Exposición de un significado oculto bajo la superficie de la expresión literaria. El término significa literalmente "dicción de una idea a través de una expresión literal diferente". Constituyó una técnica interpretativa que se aplicó a los poemas homéricos para, así, preservarlos de los ataques del racionalismo filosófico. )o( NOTA.- Un medio de enriquecer un panteón ya frondoso como el griego, era la divinización de las alegorías.

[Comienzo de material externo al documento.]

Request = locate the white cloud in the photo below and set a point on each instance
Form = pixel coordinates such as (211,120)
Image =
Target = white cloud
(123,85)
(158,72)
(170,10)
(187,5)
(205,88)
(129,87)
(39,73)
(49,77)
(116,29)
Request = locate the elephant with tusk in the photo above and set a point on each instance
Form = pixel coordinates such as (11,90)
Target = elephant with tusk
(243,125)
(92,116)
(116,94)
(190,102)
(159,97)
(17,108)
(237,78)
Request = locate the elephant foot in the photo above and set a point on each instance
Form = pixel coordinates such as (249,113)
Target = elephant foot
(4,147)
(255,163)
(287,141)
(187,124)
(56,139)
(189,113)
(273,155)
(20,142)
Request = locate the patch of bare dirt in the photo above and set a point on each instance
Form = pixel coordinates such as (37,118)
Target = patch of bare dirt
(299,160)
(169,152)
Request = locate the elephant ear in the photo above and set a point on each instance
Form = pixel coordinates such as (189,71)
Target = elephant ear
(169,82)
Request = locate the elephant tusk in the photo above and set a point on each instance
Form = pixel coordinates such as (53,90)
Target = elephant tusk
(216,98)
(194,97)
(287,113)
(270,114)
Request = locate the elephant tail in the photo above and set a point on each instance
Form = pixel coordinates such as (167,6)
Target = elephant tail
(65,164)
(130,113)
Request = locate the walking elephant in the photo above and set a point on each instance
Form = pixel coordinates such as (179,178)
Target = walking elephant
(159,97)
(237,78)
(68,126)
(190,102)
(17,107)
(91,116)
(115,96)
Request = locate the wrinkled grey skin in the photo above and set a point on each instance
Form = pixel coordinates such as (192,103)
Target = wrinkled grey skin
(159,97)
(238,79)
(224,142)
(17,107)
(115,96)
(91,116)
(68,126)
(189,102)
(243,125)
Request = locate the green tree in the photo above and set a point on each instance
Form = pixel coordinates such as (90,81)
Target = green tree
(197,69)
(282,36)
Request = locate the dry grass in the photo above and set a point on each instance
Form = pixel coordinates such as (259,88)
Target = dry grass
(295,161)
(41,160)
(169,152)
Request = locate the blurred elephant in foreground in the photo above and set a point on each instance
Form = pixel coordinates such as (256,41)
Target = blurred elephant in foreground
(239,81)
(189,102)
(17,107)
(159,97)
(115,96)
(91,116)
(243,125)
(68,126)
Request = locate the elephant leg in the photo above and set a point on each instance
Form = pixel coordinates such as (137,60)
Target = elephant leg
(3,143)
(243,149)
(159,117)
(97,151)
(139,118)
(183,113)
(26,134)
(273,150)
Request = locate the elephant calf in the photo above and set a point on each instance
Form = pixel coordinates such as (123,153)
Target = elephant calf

El griego, muy fiel al lenguaje y fuertemente dotado para la abstracción, estaba naturalmente inclinado a personificar la noción abstracta, haciendo de la palabra un nombre propio. Ya en Homero aparecen figuras divinas de ese género, como los Muares o Destinos; o Eris, la Discordia. Hesíodo presta una atención especial a esa categoría de dioses; es sabido el lugar que ocupan en su obra Diké, la Justicia, o Mnemosina, la Memoria. La tendencia a divinizar las abstracciones no hizo más que crecer en los tiempos clásicos, y se elevaron templos a Temis, la Ley divina; a Némesis, la Venganza divina, como se consagraron altares a Eiriné, la Paz, y a su hijo Plutos, la Riqueza. Es notable que Aristófanes, tan estrechamente ligado por las tendencias de su espíritu a las creencias tradicionales, haya dedicado un lugar tan amplio a las alegorías divinizadas. Sobre ese punto, Platón no procederá de otra manera. La creación más feliz, en ese dominio, fue sin duda Eros, el Amor, concebido primeramente bajo la forma de un adolescente alado, después rejuvenecido todavía más y presentado como un niño: con sus compañeros Himeros y Potos, personificaciones del Deseo amoroso en dos aspectos ligeramente diferentes, y con Peito, la Persuasión, pertenecen al cortejo de Afrodita y han proporcionado a los poetas y a los artistas ricos temas de inspiración.